The results of the single and multi-response optimization and ANOVA revealed different behaviors, implying that different tribological mechanisms might have been involved. In both the optimizations and ANOVA, grit size was the most influential parameter. This is attributed to the maximum inclination of the grit size compared to the load, distance, and speed. Similar results were obtained by Sahin [
22]. From the confirmatory test, it was found that there was performance enhancement (52%) in the GRG over the initial design parameters.

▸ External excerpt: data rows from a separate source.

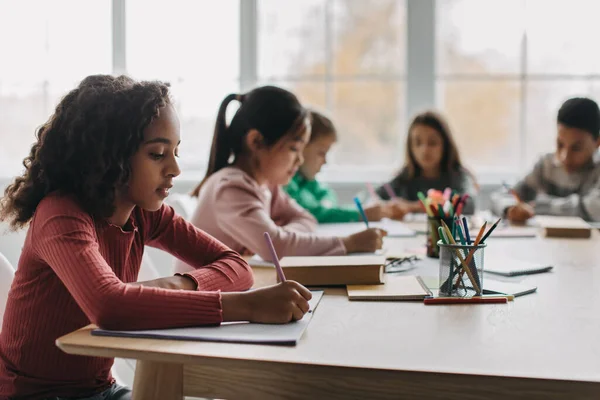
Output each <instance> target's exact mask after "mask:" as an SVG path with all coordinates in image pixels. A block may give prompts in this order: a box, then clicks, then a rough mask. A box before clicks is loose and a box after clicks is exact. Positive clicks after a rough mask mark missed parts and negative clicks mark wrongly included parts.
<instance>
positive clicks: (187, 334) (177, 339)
mask: <svg viewBox="0 0 600 400" xmlns="http://www.w3.org/2000/svg"><path fill="white" fill-rule="evenodd" d="M312 294H313V297H312V299H311V300H310V301H309V304H310V310H311V311H310V312H308V313H306V314H305V315H304V317H303V318H302V319H301V320H300V321H295V322H290V323H288V324H282V325H275V324H257V323H249V322H231V323H223V324H221V325H220V326H201V327H192V328H175V329H152V330H140V331H113V330H106V329H94V330H93V331H92V335H95V336H114V337H129V338H146V339H167V340H197V341H205V342H231V343H256V344H258V343H262V344H277V345H288V346H294V345H296V344H297V343H298V341H299V340H300V338H301V337H302V334H303V333H304V331H305V330H306V328H307V327H308V324H309V323H310V321H311V319H312V316H313V312H314V310H316V308H317V306H318V305H319V302H320V301H321V298H322V297H323V292H322V291H313V292H312Z"/></svg>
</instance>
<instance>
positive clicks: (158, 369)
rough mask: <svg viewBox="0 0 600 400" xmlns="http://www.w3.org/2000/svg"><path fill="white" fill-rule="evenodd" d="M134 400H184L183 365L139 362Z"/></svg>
mask: <svg viewBox="0 0 600 400" xmlns="http://www.w3.org/2000/svg"><path fill="white" fill-rule="evenodd" d="M132 394H133V396H132V397H133V400H183V365H181V364H171V363H161V362H154V361H141V360H138V362H137V364H136V367H135V378H134V379H133V393H132Z"/></svg>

This improvement is explained by the fact that the GRA has added its sterling optimization features to those of the Taguchi technique, which cannot deal with multiple outcomes simultaneously. This confirms the validity of the Taguchi technique coupled with GRA for studying the abrasive tribological performance of PTFE matrix composites.
With respect to the prediction ability of the SVR, SVR–PSO, and SVR–HHO models, it was found that the SVR model was not good enough at calibrating and verifying the GRG of the PTFE matrix composites. The reason for the poor performance of the SVR model compared to its hybrids might be due to the highly complex and nonlinear nature of the data. Fundamentally, it should be considered that the promising prediction occurred in the course of the training phase, which is originally used to precisely measure the model based on known inputs and outputs. Nevertheless, the verification stage is significant in appraising the efficacy of the models, since it closely inspects the models’ prediction efficiency based upon unknown magnitudes. This advantage is not enjoyed by the training phase of the SVR model. Consequently, a robust model should possess a determinate and balanced performance in both its training and testing stages. In general, the optimization algorithms showed promising ability when compared with a single model. The exceptional performance of the hybrid models is attributed to their ability to reduce errors and complexities. The slightly higher performance of the SVR–HHO model in comparison to the SVR–PSO model related to its cooperative mechanism and hunting behavior. Furthermore, the R values of the models were determined to be > 80%, supporting the conclusions drawn by [
38,
48,
49] that values > 70% are considered acceptable. Consequently, the outcomes of all of the optimization models are acceptable (
Table 10). The predictive superiority of the HHO model over the others is in concordance with the results obtained by [
50].
In spite of the availability of ample metaheuristic models, there is no particular model that can guarantee consistent optimal performance in addressing various types of issues. Yet, the latest research on unique population-based and nature-inspired optimization paradigm (HHO) models indicated better adequacy in establishing optimal solutions to problems in multi-objective forms. The statistical analysis outcomes and comparisons revealed that the SVR–HHO model yielded promising and often competitive outcomes compared with well-established metaheuristic models.